Well, we still expect to be able to give a lot further guidance on our strategy later this year.
Got you. Thank you. And then just on the CTLA-4 PD-1, when should we see the next data and is that patients stood in CLL?
Sure, so for CTLA-4 and PD-1 within the next 12 months we should have at least an initial bolus of data out of our expansion cohorts, of course, there are five cohorts, so can’t get all of them done at once, but we should have that initial bolus of data coming out within the next 12 months. And all the further questions on the CR patient, I will ask, Allen, do we have definitive knowledge about that patients anymore, that they have gone so far out?
No, the patient has come off the study for investigator choice and patient decision, and so we know that they were in CR at the time of coming off study. But we don’t have additional data from that patient.

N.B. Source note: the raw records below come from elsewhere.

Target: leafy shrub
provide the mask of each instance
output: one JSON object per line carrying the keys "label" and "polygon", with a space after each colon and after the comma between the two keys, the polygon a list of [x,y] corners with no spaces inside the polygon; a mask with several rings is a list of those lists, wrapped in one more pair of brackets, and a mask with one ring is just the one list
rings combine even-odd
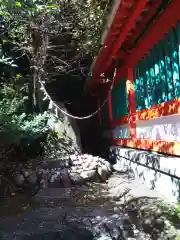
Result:
{"label": "leafy shrub", "polygon": [[27,155],[36,155],[49,131],[48,113],[30,115],[26,110],[26,96],[17,94],[12,86],[0,89],[0,144],[14,147]]}

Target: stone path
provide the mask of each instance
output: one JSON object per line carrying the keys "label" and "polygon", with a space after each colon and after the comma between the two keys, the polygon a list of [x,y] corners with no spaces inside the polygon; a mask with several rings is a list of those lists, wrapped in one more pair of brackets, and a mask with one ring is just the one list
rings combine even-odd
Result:
{"label": "stone path", "polygon": [[118,173],[106,183],[49,187],[34,197],[36,205],[30,211],[0,217],[0,239],[175,240],[166,219],[157,218],[157,226],[156,217],[145,222],[149,218],[141,215],[149,207],[152,213],[154,199],[161,197],[139,180]]}

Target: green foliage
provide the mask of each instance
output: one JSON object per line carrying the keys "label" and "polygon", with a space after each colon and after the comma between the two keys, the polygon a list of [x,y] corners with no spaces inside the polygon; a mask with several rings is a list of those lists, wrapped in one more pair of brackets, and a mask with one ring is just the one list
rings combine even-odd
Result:
{"label": "green foliage", "polygon": [[172,204],[166,204],[162,201],[159,201],[157,202],[157,206],[159,206],[163,214],[167,215],[169,218],[173,220],[180,220],[180,204],[179,203],[172,205]]}
{"label": "green foliage", "polygon": [[6,148],[29,151],[35,145],[40,147],[49,131],[48,113],[26,114],[25,100],[11,86],[0,89],[0,144]]}

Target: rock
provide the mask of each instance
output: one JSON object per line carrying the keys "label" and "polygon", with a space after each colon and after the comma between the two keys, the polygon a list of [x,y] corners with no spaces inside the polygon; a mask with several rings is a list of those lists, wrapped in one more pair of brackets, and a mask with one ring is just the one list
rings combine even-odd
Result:
{"label": "rock", "polygon": [[70,188],[71,187],[71,179],[69,177],[68,169],[63,169],[60,174],[61,183],[63,187]]}
{"label": "rock", "polygon": [[27,181],[29,184],[35,185],[37,183],[37,176],[36,176],[36,172],[32,172],[28,178]]}
{"label": "rock", "polygon": [[97,168],[97,173],[101,181],[105,182],[109,177],[109,170],[106,166],[99,166]]}
{"label": "rock", "polygon": [[80,173],[78,173],[78,172],[70,172],[69,177],[71,179],[71,182],[74,184],[83,183],[83,178],[80,176]]}
{"label": "rock", "polygon": [[78,157],[75,154],[73,154],[69,156],[69,159],[73,163],[74,161],[78,160]]}
{"label": "rock", "polygon": [[14,181],[18,186],[22,186],[24,184],[25,178],[22,174],[14,175]]}
{"label": "rock", "polygon": [[29,176],[29,172],[27,170],[22,170],[21,172],[25,178]]}
{"label": "rock", "polygon": [[108,161],[104,161],[103,163],[107,167],[109,173],[111,173],[111,171],[112,171],[111,164]]}
{"label": "rock", "polygon": [[96,177],[96,170],[87,170],[80,173],[84,180],[92,180]]}

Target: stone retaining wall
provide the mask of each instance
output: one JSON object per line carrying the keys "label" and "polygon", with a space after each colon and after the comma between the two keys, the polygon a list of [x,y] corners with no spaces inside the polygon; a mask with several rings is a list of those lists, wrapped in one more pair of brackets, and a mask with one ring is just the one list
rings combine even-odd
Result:
{"label": "stone retaining wall", "polygon": [[120,146],[110,147],[114,168],[129,171],[172,202],[180,199],[180,158]]}

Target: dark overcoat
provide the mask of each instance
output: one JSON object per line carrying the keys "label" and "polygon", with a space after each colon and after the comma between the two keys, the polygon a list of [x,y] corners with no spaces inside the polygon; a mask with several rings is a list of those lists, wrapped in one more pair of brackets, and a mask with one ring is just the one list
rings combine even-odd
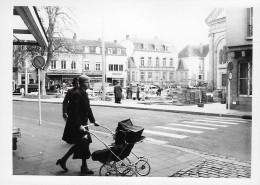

Great. Okay, thank you so much. Thanks for the additional color.
Thank you.
Thank you. Ladies and gentlemen, this concludes our Q&A session, I would like to turn the call back to Bassil Dahiyat for his final remarks.
Great, thank you very much, operator, and thank you everybody for joining us today. We hope our friends and colleagues on the East Coast and in New York are keeping safe from the tropical storm and that everybody takes care of themselves in the COVID pandemic. Have a great evening and look forward to updating you in the near future. Bye-bye.
And with that, ladies and gentlemen, we thank you for participating in today’s conference. You may now disconnect. Have a wonderful day.